Marie Lavoisier
Marie-Anne Pierrette Paulze Lavoisier (born January 20, 1758 in Montbrison , † February 10, 1836 in Paris ) was a chemist , illustrator and salonnière . She worked closely with her husband, Antoine Laurent de Lavoisier .
Life and work
She was the daughter of Jacques Paulze (1723–1794) and Claudine Catherine Thoynet De Rozières († 1761). Her father was director of the French East India Company (Directeur de la Compagnie des Indes) and general tax collector in the agricultural sector, so-called main customs lessee ( Fermier général ) . He was guillotined on May 8, 1794 . Her older brother was Christian François Joseph Paulze d'Ivoy (1755-1793).
Marie-Anne Pierrette Paulze married the chemist Antoine Laurent de Lavoisier on November 16, 1771 at the age of thirteen, according to other sources on December 4, 1771. Lavoisier was then 28 years old. She was a spirited salon lady and was known as an attentive, charming and good-humored hostess (and for her kitchen) at the parties of the couple.
She worked with him on chemical experiments , in particular she often kept the laboratory notebook and created many illustrations for her husband's works. Marie Lavoisier translated Richard Kirwan's Essay on Phlogiston and the Constitution of Acids (1787) from English into French, thereby allowing her husband to critically examine Kirwan's ideas (Lavoisier's English language skills were limited).
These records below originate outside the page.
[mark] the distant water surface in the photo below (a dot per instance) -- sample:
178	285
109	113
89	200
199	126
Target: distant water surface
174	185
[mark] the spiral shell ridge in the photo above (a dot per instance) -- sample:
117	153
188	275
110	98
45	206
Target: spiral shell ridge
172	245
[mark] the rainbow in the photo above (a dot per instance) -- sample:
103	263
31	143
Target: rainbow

She also learned Latin and acquired some of her chemistry skills from her husband's colleague, Jean-Baptiste-Michel Bucquet .
Jacques-Louis David portrayed the Lavoisier couple in 1788, who paid 7,000 livres for them. Marie Lavoisier also received part of her artistic training through David, the founder of classicism in France. She acquired and improved her knowledge of the graphic techniques of painting , drawing and engraving . Marie Lavoisier is said to have made a portrait of Benjamin Franklin from 1787/88; it was created by her based on a template by Joseph-Siffred Duplessis (1725-1802). Benjamin Franklin was a friend of the Lavoisier couple. The painting was sent by Marie Lavoisier to Benjamin Franklin in Philadelphia in 1788.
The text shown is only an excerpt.